Bitcoin is trading around $66,200 as technical indicators signal potential for a deeper correction. Analysts note the cryptocurrency is forming lower lows and lower highs after a rejection at the $75,000 resistance level. A historically significant moving average crossover on a three-day chart has also been observed, which in the past has preceded the final phase of bear market cycles.
Bitcoin’s price structure shows weakening momentum as it trades near $66,200. The coin was recently rejected at a strong overhead resistance level of $75,000.
This rejection has led to a pattern of lower lows and lower highs. Accelerated volume during recent downward price activity indicates distribution by traders.
The Relative Strength Index is near 34, reflecting weak momentum conditions.

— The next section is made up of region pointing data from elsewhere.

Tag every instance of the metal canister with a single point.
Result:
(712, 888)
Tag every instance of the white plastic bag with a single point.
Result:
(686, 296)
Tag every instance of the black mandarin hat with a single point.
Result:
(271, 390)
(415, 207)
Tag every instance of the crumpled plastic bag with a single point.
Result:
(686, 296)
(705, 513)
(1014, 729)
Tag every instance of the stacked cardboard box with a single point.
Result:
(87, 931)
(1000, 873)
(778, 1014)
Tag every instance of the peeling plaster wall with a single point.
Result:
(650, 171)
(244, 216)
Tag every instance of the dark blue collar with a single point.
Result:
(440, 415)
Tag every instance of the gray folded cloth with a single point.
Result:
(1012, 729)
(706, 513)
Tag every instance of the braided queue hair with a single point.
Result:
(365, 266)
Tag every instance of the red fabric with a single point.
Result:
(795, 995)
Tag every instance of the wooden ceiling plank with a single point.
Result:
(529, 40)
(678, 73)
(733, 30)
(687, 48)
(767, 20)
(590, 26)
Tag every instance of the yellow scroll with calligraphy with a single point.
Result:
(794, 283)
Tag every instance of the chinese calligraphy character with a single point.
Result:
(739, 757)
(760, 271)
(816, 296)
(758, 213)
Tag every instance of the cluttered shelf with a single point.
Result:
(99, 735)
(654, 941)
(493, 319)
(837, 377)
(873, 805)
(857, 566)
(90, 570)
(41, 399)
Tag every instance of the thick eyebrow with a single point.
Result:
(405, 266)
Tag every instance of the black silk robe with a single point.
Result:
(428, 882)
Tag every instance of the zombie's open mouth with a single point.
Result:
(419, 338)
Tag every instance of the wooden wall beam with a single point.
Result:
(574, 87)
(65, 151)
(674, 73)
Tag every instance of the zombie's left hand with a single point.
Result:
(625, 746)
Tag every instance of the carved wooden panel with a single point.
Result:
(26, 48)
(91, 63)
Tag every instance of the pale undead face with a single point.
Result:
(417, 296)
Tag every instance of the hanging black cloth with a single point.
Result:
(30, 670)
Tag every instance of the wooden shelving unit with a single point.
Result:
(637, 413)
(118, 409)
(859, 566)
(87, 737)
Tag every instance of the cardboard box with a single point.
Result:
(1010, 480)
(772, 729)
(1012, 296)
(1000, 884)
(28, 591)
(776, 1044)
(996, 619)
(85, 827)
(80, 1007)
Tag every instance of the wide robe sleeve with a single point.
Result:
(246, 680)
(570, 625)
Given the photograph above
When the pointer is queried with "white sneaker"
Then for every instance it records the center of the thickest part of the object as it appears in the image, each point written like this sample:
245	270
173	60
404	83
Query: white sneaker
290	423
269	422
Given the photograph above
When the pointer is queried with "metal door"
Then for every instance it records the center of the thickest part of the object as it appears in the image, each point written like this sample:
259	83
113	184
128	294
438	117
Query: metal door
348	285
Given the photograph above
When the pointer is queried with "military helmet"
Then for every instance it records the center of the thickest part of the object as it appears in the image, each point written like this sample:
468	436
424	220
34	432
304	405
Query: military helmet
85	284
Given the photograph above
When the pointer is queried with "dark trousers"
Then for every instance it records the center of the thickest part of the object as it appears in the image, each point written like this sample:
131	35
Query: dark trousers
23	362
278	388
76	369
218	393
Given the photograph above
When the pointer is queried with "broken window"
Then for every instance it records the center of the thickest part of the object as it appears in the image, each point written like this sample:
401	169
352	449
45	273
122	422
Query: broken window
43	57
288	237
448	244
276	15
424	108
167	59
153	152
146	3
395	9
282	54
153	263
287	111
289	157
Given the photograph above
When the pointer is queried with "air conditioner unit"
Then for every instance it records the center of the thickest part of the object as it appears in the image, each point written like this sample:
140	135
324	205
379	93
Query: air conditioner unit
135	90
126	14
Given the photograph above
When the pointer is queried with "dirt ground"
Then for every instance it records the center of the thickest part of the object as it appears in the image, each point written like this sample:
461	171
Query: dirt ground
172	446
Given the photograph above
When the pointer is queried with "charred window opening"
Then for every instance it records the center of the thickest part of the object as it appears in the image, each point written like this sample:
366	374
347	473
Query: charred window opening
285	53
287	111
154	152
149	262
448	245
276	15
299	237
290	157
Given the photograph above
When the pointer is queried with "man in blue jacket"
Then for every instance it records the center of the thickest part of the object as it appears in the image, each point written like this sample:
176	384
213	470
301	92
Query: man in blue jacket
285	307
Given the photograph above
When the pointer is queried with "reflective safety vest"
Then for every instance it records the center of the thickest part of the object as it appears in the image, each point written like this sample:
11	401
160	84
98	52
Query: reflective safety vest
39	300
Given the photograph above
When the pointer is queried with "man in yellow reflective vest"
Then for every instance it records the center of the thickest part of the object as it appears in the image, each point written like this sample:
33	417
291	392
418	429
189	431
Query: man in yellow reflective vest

A break below the $60,000 support could lead to further declines.
According to data from TradingView, the current price remains close to its level prior to the rejection. The $60,000 zone currently acts as a major demand area.
Analyst Ali Charts recently highlighted a critical technical signal on X. “Every occurrence of a three-day death cross of the 50/200 simple moving averages has led to the final leg of Bitcoin’s price downtrends during past BTC bear markets,” the post stated.
While lagging, these moving averages have been reliable for identifying long-term cycle characteristics. Traders are now watching to see if this pattern will again signal market capitulation.
Bitcoin has reached a critical juncture in its technical positioning. The coming weeks will be important for determining its trend direction.